I wonder if anyone here has actually performed such a “hammer test.”
Me obviously

After a friend (and later a prominent teacher) demonstrates that to me. Just get a hammer and try what I suggest for yourself on a decent grand piano - it's not hard at all.
I remain unconvinced, and only an unbiased scientific experiment conducted with appropriate measuring instruments would persuade me that any additional volume is achievable through unconventional means.
What, with a decibel meter or some wave form? You do realise that when it comes to perception, we're not just talking about volume, but the kind of sound, which cannot be picked up by those measure instruments? But I guess if you believe more in measuring instruments than what human perception can pick up, there's nothing I can say...

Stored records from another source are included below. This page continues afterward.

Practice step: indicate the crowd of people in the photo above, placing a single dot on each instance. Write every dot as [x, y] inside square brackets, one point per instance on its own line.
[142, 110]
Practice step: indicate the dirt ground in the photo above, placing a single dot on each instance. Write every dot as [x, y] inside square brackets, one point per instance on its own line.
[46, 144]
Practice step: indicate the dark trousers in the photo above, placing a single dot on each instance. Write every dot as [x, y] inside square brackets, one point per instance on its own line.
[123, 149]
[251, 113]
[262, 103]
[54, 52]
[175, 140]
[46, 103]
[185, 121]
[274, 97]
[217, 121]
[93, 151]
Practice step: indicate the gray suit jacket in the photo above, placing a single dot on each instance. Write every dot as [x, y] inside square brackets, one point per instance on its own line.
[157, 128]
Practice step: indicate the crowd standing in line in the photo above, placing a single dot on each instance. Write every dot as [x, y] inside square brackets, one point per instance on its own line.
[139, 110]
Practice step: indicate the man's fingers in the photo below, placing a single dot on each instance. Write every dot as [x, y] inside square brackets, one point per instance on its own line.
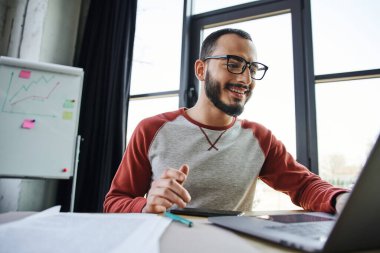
[184, 169]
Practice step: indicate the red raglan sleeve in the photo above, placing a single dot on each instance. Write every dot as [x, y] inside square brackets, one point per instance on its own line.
[133, 177]
[283, 173]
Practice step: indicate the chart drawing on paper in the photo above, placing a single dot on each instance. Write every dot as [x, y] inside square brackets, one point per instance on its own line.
[39, 115]
[32, 93]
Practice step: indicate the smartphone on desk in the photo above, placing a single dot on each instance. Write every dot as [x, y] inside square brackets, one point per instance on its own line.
[205, 212]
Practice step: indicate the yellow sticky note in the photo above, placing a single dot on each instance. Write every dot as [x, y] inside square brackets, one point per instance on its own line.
[67, 115]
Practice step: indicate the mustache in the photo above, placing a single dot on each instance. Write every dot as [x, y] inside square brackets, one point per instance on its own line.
[238, 85]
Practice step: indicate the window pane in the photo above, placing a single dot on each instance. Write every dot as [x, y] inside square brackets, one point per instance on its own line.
[346, 35]
[272, 103]
[348, 124]
[143, 108]
[200, 6]
[157, 47]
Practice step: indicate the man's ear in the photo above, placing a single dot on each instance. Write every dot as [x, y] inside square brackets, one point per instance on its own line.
[200, 69]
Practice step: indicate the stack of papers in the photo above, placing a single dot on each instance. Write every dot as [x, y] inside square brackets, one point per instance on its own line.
[52, 231]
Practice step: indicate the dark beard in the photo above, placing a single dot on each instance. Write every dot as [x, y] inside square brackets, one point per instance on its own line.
[213, 92]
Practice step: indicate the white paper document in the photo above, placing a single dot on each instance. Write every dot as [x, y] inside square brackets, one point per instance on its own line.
[52, 231]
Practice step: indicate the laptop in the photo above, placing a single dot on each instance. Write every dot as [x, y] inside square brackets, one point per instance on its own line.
[356, 228]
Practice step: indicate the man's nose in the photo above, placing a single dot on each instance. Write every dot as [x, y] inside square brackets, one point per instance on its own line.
[245, 77]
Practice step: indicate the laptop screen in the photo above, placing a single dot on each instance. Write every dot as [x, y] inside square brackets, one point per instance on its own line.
[293, 218]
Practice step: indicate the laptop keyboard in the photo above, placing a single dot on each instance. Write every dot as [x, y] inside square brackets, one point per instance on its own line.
[316, 231]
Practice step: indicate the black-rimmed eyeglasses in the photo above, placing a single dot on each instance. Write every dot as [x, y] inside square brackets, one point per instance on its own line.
[237, 65]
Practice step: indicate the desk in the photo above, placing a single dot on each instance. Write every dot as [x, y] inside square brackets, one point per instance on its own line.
[202, 237]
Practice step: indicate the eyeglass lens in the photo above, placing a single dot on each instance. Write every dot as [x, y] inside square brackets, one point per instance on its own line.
[238, 66]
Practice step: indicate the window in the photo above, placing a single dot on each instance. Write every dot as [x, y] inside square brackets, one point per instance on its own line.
[347, 101]
[156, 60]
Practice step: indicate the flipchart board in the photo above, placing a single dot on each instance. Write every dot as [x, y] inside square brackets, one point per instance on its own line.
[39, 114]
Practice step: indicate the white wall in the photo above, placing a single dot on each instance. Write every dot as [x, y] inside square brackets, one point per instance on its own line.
[40, 30]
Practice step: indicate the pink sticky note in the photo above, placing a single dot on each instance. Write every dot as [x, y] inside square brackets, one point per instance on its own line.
[28, 123]
[25, 74]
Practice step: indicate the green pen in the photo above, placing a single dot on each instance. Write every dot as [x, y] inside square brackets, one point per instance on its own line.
[179, 219]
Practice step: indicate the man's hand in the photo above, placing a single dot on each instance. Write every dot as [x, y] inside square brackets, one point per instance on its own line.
[340, 201]
[167, 191]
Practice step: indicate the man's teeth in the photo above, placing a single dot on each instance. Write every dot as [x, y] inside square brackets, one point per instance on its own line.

I’ll continue to believe that maximum volume is already via the usual apparatus alone (i.e., torso-arms-hands-fingers).
Yes, I absolutely purport that this is the apparatus you need to get the most sound out of the piano. So I guess you will agree that the weight (and perhaps also the kind of weight) you put on the keys will determine the sound you get out of the piano? Hence partly the purpose of my suggesting such experiment with a hammer, constrasting the sound with using just the finger, and finger alone.
I'm not sure! I don't even know how harshness figures into the physical properties of sound or how it is quantified. Louder does seem to equate to harsher (on pianos, in any event), but I wonder if the harshness component isn't also maxed out in a conventional fortissimo.
Yeah, I do think it gets rather subjective here. Generally when most people I know say the sound is harsh, it's when the volume is loud and the articulation too aggressive (as a result of putting so much weight without releasing it when depressing the keys very quickly). The sound usually doesn't ring or sustain very well, but instead you get a very substantial initial hit when the hammers strike the strings.